In their commentary piece, Robert Lustig, Laura Schmidt and Claire Brindis claim that sugar’s effects on the body can be similar to those of alcohol. As such, they argue, sale and use of the sweet stuff should be regulated by the government.

“When you think about it, this actually makes sense,” said Schmidt, in an appearance on CNN.  “Alcohol, after all, is simply the distillation of sugar. Where does vodka come from? Sugar.”

Schmidt and her colleagues propose placing age restrictions on purchases of products with “added sugar” — which is defined as any sweetener containing the molecule fructose that is added to food in processing. They also suggest limiting sales of such products during school hours.

Sugar Tax

And, all-too-predictably, they advocate a sugar tax.

To bolster their case for designating sugar a controlled substance, the UCSF researchers cite the “landmark” book by social psychologist Thomas Babor, “Alcohol: No Ordinary Commod­ity: Research and Public Policy.”

In that 2003 book, Babor set forth four criteria that justify regulation of alcohol. Those criteria are now widely accepted by the public health community, according to Lustig, Schmidt and Brindis.

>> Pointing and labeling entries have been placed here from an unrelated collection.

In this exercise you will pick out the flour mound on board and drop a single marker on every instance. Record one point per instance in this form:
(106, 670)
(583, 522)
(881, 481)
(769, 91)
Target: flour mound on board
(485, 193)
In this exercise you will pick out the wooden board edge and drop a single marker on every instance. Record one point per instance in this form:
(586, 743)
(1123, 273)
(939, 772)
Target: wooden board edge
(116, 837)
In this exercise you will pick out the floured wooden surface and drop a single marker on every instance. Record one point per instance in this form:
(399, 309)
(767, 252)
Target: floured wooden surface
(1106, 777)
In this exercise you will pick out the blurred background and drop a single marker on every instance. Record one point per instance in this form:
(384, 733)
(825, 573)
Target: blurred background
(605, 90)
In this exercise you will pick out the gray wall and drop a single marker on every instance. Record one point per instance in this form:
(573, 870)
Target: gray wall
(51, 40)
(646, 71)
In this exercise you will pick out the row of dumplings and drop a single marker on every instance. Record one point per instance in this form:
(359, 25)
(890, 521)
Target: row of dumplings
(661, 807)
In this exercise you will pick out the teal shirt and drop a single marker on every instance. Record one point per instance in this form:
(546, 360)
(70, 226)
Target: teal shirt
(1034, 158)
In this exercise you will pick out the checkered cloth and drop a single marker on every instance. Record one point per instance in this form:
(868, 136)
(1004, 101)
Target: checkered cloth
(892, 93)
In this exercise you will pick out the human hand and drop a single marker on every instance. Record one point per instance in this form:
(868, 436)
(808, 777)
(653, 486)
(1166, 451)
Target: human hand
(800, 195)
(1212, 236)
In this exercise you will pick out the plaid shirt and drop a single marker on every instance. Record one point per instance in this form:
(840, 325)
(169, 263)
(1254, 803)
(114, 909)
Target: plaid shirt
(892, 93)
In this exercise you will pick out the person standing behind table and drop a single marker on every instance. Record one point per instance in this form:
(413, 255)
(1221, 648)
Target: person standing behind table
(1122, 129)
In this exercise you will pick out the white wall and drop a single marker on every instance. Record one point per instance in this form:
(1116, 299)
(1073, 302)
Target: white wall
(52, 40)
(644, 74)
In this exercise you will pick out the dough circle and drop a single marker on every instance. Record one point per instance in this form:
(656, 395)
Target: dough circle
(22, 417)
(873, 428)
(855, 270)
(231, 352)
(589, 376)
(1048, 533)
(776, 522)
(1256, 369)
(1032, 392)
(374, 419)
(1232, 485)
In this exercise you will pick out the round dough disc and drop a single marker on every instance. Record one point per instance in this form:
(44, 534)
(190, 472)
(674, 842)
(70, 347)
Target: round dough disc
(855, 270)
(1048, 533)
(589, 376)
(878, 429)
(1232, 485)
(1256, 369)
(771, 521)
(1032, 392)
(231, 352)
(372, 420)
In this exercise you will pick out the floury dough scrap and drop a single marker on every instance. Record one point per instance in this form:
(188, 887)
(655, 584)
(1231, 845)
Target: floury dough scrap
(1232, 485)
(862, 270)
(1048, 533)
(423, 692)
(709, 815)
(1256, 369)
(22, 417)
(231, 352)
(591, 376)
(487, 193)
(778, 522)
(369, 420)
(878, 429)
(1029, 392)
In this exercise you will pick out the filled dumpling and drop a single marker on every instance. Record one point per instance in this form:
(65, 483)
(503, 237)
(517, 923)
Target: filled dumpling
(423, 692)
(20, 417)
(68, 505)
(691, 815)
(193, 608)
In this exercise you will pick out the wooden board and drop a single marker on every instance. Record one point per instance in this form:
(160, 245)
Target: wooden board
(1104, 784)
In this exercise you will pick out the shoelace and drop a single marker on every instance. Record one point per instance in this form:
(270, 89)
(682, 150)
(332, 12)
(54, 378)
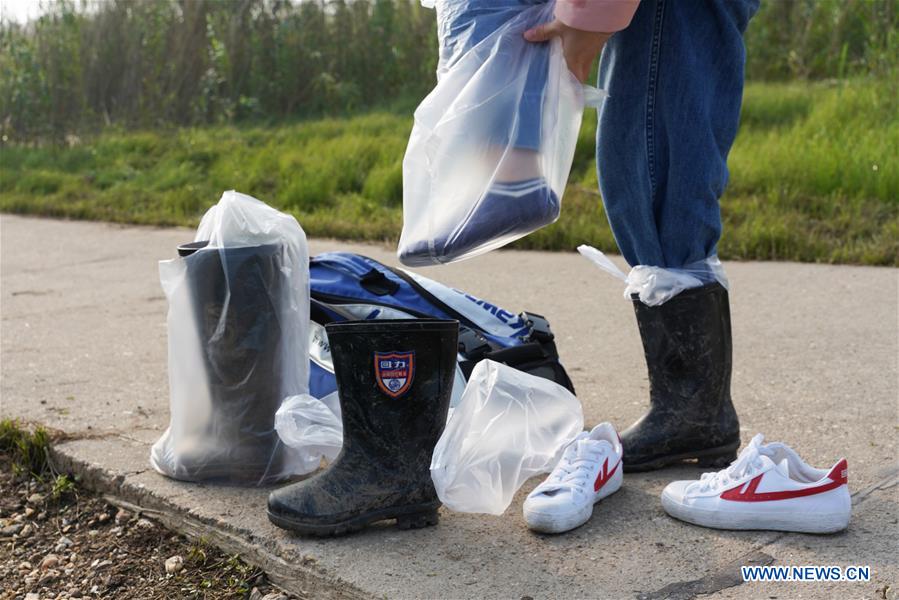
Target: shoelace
(747, 462)
(574, 468)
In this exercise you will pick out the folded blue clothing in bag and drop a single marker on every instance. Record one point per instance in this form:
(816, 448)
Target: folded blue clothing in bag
(492, 145)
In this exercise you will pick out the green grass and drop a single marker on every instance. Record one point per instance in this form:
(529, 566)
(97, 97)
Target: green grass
(28, 449)
(814, 176)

The criteria include:  “unavoidability” (meaning pervasiveness throughout society), toxicity, potential for abuse and negative impact on society. Based on those criteria, the UCSF researchers insist, sugar is no less a threat to public health and safety than demon alcohol and, therefore, merits similar government oversight.

That conclusion will no doubt resonate in Sacramento, where tax-and-regulate Democrats will cite the Nature article as an inarguable “scientific” basis for imposing new taxes on foods and drinks containing fructose.

Just last year, in fact, the Legislature considered a measure that would have made California the first state in the nation to impose a soda tax. Fortunately, the proposed tax died in the Assembly. Had it become law, it would have cost the state’s soda-drinking residents nearly $2 billion a year.

Yet, scientific doubt remains as to whether fructose truly is as much a threat to public health as the UCSF researchers maintain.

Indeed, the Nature article noted that saturated fats were once blamed for the putative toxicity of high-processed foods, but that “most medical professionals no longer believe that fat is the primary culprit.”

Well, if the science was wrong on saturated fats, it could be just as wrong on fructose. That is why lawmakers at both the state and local levels should be wary of embracing the kind of public policy prescriptions proferred by the UCSF researchers.